ClaimFull nameTypeMeaning
issIssuerStringWho issued the token
subSubjectStringWho the token is about (user ID)
audAudienceString or arrayIntended recipient(s)
expExpirationUnix timestamp (s)Must not be accepted after this time
nbfNot beforeUnix timestamp (s)Must not be accepted before this time
iatIssued atUnix timestamp (s)When the token was created
jtiJWT IDStringUnique ID β€” useful for revocation lists

All timestamp claims are in seconds since epoch, not milliseconds.

Working with JWTs in Java

jjwt (JSON Web Token for Java)

The most popular library. Clean builder API, good defaults.

<dependency>
  <groupId>io.jsonwebtoken</groupId>
  <artifactId>jjwt-api</artifactId>
  <version>0.12.6</version>
</dependency>
<dependency>
  <groupId>io.jsonwebtoken</groupId>
  <artifactId>jjwt-impl</artifactId>
  <version>0.12.6</version>
  <scope>runtime</scope>
</dependency>
<dependency>
  <groupId>io.jsonwebtoken</groupId>
  <artifactId>jjwt-jackson</artifactId>
  <version>0.12.6</version>
  <scope>runtime</scope>
</dependency>

Creating a signed JWT

import io.jsonwebtoken.Jwts;
import io.jsonwebtoken.security.Keys;
import javax.crypto.SecretKey;
import java.time.Instant;
import java.time.temporal.ChronoUnit;

SecretKey key = Keys.hmacShaKeyFor("a-very-long-and-secret-key-32-chars+".getBytes());

String jwt = Jwts.builder()
    .issuer("auth.example.com")
    .subject("user-42")
    .audience().add("my-api").and()
    .issuedAt(java.util.Date.from(Instant.now()))
    .expiration(java.util.Date.from(Instant.now().plus(1, ChronoUnit.HOURS)))
    .claim("roles", java.util.List.of("admin", "user"))
    .signWith(key)
    .compact();

Verifying and reading a JWT

Claims claims = Jwts.parser()
    .verifyWith(key)        // throws if signature is wrong
    .build()
    .parseSignedClaims(jwt)
    .getPayload();

String subject = claims.getSubject();
List<String> roles = claims.get("roles", List.class);

Nimbus JOSE+JWT β€” alternative

More complete but lower-level. Supports every signing/encryption algorithm and the full JOSE spec.
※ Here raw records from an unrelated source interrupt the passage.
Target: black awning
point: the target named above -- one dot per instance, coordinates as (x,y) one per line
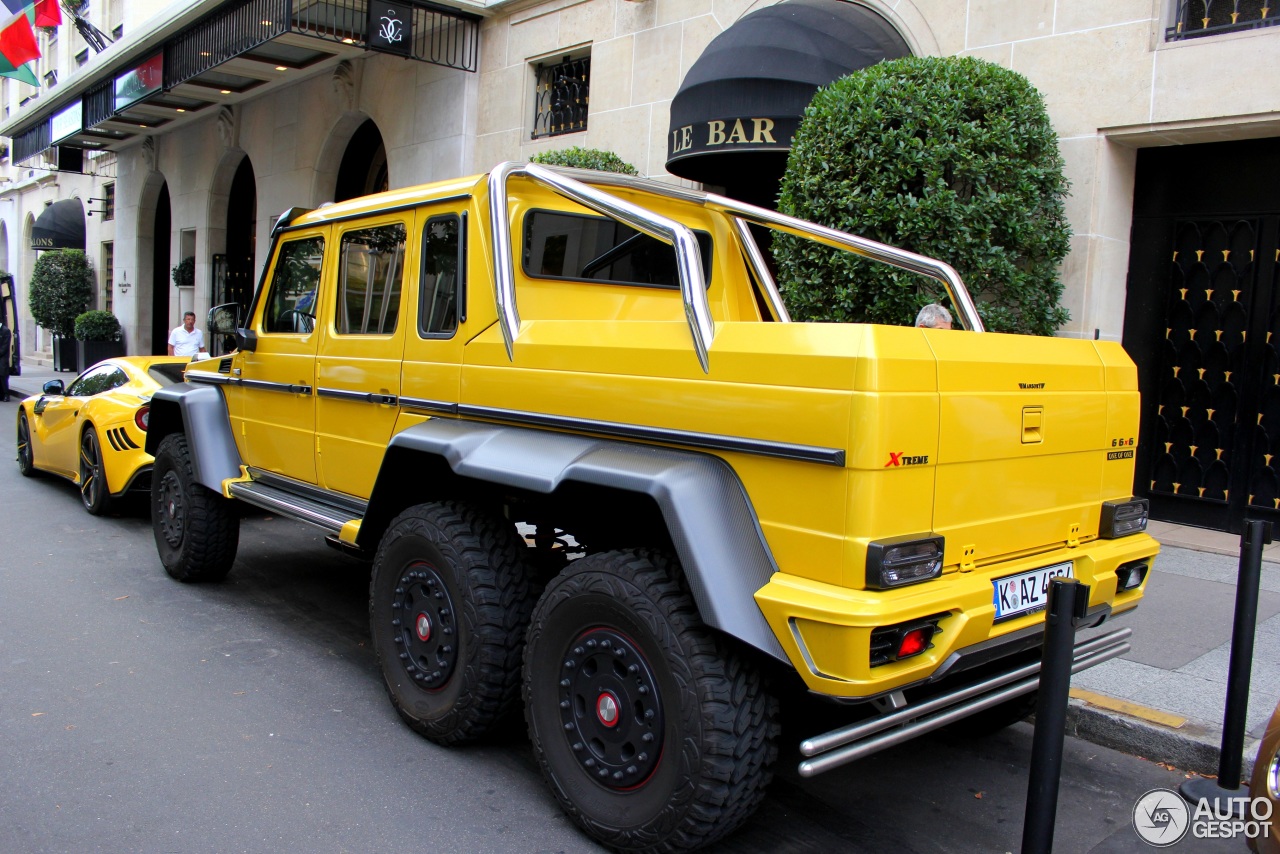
(60,227)
(746,92)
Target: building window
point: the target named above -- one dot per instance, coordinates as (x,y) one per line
(108,274)
(562,95)
(1196,18)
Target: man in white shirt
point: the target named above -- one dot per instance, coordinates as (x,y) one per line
(186,339)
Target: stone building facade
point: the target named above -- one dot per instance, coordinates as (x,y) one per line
(1121,78)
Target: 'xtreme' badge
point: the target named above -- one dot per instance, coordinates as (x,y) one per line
(901,460)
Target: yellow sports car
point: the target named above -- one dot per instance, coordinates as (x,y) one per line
(94,432)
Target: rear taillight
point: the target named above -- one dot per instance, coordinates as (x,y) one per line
(903,640)
(903,560)
(1123,517)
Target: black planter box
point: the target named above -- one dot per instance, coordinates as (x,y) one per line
(91,352)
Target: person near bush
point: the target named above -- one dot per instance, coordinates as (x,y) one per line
(5,345)
(186,339)
(933,316)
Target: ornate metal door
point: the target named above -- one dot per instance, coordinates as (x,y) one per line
(1206,334)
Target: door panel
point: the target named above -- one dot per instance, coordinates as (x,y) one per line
(359,366)
(273,406)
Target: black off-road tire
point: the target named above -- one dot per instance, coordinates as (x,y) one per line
(95,493)
(676,747)
(196,529)
(26,459)
(448,604)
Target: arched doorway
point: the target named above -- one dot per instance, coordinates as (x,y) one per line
(741,101)
(237,286)
(161,232)
(364,164)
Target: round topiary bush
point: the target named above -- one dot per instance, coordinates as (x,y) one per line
(952,158)
(62,286)
(97,325)
(585,159)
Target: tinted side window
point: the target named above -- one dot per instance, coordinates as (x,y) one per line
(370,272)
(97,380)
(292,298)
(443,270)
(597,249)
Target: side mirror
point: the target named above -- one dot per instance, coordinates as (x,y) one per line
(246,339)
(224,319)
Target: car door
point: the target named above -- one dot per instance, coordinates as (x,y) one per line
(433,348)
(273,402)
(56,419)
(361,346)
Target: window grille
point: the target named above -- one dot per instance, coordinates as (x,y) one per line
(1197,18)
(562,97)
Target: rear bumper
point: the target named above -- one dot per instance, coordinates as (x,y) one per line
(850,743)
(826,630)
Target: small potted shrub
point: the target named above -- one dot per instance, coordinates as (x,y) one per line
(580,158)
(184,273)
(62,286)
(97,334)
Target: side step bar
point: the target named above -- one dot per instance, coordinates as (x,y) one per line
(321,514)
(850,743)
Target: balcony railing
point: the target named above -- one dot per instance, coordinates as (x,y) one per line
(1197,18)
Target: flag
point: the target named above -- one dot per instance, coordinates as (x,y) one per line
(23,72)
(18,41)
(48,13)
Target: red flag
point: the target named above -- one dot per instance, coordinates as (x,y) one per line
(18,41)
(48,13)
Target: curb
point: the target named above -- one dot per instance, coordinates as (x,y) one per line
(1192,747)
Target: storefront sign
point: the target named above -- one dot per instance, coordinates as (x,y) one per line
(391,27)
(737,133)
(67,123)
(135,85)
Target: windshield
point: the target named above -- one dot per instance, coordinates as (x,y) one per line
(168,373)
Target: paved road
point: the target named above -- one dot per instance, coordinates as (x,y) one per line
(142,715)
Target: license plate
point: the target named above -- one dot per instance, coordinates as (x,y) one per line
(1027,592)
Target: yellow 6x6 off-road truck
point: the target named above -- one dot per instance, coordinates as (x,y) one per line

import com.nimbusds.jwt.SignedJWT;
import com.nimbusds.jose.JWSVerifier;
import com.nimbusds.jose.crypto.MACVerifier;

SignedJWT signed = SignedJWT.parse(token);
JWSVerifier verifier = new MACVerifier(secretBytes);
if (!signed.verify(verifier)) throw new IllegalStateException("Bad signature");
JWTClaimsSet claims = signed.getJWTClaimsSet();

Security pitfalls

  • Never accept alg: none. Some libraries historically accepted an empty signature. Make sure yours rejects it explicitly.
  • Don't store secrets in a JWT. The payload is readable by anyone who has the token β€” it's signed, not encrypted.
  • Short expirations + refresh tokens. A leaked 1-hour JWT is worse than a leaked 5-minute one. Rotate, don't just trust exp.
  • Verify the algorithm. RS256 tokens should not be accepted as HS256 (confused-deputy attack).
  • Check iss and aud. Don't assume a valid signature means the token was meant for you.
  • Use HTTPS. Always. Bearer tokens over plain HTTP are instantly stolen.

Common mistakes

  • Pasting Bearer ey... including the prefix. The decoder strips it automatically, but your server's parser may not.
  • Confusing seconds and milliseconds in exp. JWT timestamps are in seconds.
  • Assuming the decoder verified the signature. It did not.
  • Building your own JWT library instead of using jjwt / Nimbus. Timing-safe comparisons, key handling and algorithm checks are easy to get wrong.
  • Reusing a JWT secret across services. One compromised service compromises all of them.